Projections in 2020 and Hopes for Recovery in 2021

Meanwhile, BDO Trust Group is looking at a gross domestic product (GDP) contraction of 9.6% in the 3rd quarter, and a 6% contraction in the 4th quarter to bring its full year 2020 GDP projection to negative 8.3%.

Nonetheless, to echo Rep Quimbo’s call for more government spending, BDO Chief Investment Officer Frederico “Fritz” Ocampo said the country is poised for a recovery of 6.6% in 2021, as more government spending enters the economy.

“It would allow the economy to recover, and that would be the 2021 story,” he said. “We’re facing a recession, which could be the deepest in 35 years. Therefore, the growth drivers were hurt a bit, especially consumer demand, which is 72% of the economy, as well as investments from large local corporates and SMEs. But as the economy slowly opens up once again, you’ll see those drivers bouncing back.”

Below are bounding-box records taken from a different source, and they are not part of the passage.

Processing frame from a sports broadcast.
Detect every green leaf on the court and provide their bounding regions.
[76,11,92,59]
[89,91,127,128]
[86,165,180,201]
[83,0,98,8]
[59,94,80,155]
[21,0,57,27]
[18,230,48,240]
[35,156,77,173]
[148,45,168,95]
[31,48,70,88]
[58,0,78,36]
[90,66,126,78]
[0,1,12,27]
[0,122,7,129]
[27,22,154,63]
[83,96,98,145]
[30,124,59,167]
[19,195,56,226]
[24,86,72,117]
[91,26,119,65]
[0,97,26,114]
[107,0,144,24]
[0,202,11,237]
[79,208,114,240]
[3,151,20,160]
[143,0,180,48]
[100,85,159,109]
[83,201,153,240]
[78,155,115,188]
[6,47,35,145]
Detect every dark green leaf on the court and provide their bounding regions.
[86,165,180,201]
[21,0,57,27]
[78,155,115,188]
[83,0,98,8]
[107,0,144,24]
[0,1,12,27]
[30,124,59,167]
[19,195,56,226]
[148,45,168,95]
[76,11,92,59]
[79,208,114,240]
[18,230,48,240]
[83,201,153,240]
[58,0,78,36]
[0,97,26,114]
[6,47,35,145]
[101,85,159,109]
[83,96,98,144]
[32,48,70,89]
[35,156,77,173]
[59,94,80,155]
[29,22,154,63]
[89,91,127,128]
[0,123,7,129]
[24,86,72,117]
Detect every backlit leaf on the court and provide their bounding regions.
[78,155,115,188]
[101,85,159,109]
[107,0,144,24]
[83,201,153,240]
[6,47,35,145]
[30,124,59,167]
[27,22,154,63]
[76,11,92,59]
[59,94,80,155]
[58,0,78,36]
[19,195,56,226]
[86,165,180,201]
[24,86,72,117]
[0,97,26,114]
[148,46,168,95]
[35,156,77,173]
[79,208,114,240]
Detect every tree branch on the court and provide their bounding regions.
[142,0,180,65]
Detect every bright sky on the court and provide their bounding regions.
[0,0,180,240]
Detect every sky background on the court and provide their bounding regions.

He expressed belief that the Philippines can stand out once again in the global stage, anchored on the country’s young population.

“The Philippines had 21 consecutive years of economic expansion, surpassed only by Australia. That is a testament to the resiliency and strength of the Philippine economy. While the growth drivers were hurt during the pandemic, the strengths of the Philippine economy remained intact. For instance, our young population is still there,” Ocampo stressed. “In a pandemic, you could see the value of that young population in terms of adaptability to the digital economy, in terms of proficiency in the use of the internet. Later on, these young population, many of them would be creating their own companies and become entrepreneurs. Many jobs were lost during this pandemic. To cope, our young population would be creating their own companies.”